Combinatorial Optimization: Area of the optimization theory whose main aim is the analysis and the algorithmic solving of constrained optimization problems with discrete variables.

Cooling Schedule: Temperature control method in the simulated annealing algorithm. It must specify the initial temperature T0, the finite sequence of decreasing values of temperature, and the finite number L of state transitions for each temperature value.

Genetic and Evolutionary Algorithms: Genetic Algorithms (GAs) are approximate optimization algorithms inspired on genetics and the evolution theory. The search space of solutions is seen as a set of organisms grouped into populations that evolve in time by means of two basic techniques: crossover and mutation. Evolutionary Algorithms (EAs) are especial genetic algorithms that only use mutation as organism generation technique.

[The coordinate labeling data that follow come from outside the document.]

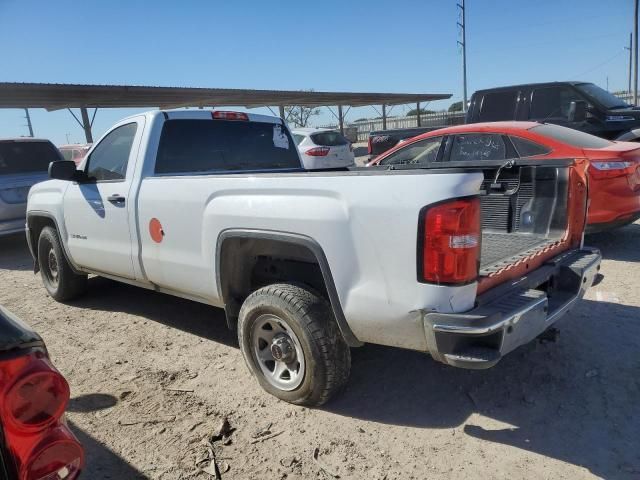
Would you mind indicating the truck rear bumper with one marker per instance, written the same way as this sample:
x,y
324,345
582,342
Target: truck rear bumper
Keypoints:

Local Search: Local search (LS) is a metaheuristic or general class of approximate optimization algorithms, based on the deterministic heuristic search technique called hill-climbing.

MemeticAlgorithms: MemeticAlgorithms (MAs) are optimization techniques based on the synergistic combination of ideas taken from other two metaheuris-tics: genetic algorithms and local search.

Simulated Annealing: Simulated Annealing (SA) is a variant of the metaheuristic of local search that incorporates a stochastic criterion of acceptance of worse quality solutions, in order to prevent the algorithm from being prematurely trapped in local optima.

Taboo Search: Taboo Search (TS) is a metaheuristic superimposed on another heuristic (usually local search or simulated annealing) whose aim is to avoid search cycles by forbidding or penalizing moves which take the solution to points previously visited in the solution space.